Basic Facts of Co-Signing a Loan

Whether you are applying for a loan for a car or a mortgage, making a big purchase is a major financial investment. The process to get a loan for one of these purchases takes some time and lenders tend to be particular with who they give loans to. A bank or lender is giving you thousands of dollars, so they want to make sure you will be responsible with it. If you are having trouble getting a loan, you may want to consider getting it co-signed. Before you decide that this option is for you, you should do a little research beforehand. A few of these basic facts can help guide you when considering getting a loan co-signed or being a co-signer:

Checking out your finances beforehand
Before you head out to a bank and fill out loan applications, you should check the state of your finances. A lender will be more inclined to approve your loan if you have a good credit score and no delinquencies. You can inspect your credit by accessing a credit report. This document will have all your credit history including every line of credit you have opened and any negative marks such as late payments. If you think your credit may not be up to par, the best thing you can do is repair your credit or consider getting a co-signer for your loan.

Understanding the basics of co-signing
If you do not have a good credit rating, you may want to ask a friend or family member with good credit to co-sign the loan. Having a cosigner on your loan can help you get approved or help build up your credit, but it comes with some caveats.
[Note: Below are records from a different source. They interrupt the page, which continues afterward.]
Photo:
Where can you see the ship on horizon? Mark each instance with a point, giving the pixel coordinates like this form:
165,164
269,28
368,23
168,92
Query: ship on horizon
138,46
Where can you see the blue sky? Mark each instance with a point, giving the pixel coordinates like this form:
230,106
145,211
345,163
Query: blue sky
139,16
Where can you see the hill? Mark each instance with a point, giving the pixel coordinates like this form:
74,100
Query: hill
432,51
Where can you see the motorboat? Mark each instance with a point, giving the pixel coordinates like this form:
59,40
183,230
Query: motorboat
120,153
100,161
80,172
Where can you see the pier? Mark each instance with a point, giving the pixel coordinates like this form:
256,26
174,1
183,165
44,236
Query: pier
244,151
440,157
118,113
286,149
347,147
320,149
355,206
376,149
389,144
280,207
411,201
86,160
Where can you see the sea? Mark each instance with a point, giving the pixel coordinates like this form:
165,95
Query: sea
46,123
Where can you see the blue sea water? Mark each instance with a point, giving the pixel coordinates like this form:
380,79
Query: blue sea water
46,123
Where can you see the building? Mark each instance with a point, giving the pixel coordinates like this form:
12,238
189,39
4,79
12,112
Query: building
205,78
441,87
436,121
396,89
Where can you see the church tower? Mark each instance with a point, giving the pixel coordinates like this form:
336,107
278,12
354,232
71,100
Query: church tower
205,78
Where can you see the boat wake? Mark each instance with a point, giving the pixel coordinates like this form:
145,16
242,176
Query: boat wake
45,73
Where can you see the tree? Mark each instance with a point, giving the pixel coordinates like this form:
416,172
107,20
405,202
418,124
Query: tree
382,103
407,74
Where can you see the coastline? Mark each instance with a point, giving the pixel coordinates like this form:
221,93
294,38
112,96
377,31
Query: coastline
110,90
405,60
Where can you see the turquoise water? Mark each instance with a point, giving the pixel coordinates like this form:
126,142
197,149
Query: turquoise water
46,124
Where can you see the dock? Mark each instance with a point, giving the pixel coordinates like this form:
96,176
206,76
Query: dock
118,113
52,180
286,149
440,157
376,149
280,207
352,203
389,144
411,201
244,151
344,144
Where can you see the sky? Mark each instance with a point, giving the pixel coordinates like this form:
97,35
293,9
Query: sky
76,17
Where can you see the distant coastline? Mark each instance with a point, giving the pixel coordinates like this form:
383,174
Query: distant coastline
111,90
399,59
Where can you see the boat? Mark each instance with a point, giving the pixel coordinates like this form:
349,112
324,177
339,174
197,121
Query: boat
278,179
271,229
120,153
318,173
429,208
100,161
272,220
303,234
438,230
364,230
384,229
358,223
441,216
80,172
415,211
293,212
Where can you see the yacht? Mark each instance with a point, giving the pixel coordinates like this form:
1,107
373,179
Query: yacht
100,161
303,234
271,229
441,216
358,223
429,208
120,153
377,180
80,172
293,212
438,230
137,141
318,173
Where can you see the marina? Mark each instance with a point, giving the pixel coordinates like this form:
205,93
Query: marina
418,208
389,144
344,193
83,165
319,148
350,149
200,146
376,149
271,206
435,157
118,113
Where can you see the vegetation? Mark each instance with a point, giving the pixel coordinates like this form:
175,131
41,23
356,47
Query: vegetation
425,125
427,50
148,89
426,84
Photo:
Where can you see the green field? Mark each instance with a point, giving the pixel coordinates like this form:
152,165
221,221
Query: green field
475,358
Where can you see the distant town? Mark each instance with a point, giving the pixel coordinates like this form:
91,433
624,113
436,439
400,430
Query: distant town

If you are co-signing a loan with someone who has bad credit, be aware you will legally be held accountable if the borrower does not pay the loan back, which will hurt your credit score as well. So, make sure you understand the rules before you agree to be a co-signer.

Protect yourself
If you are nervous about the borrower not paying the loan back, there are a few precautions you can take. Discuss with the lender and ask them if they can alert you if the borrower fails to make a payment.

Along with getting a notice from the lender, negotiate with them in regards to how you will be punished for a delinquency. See if you can get late charges or collection notices off your list of responsibilities. This way you won't have to worry about these showing up on your credit report.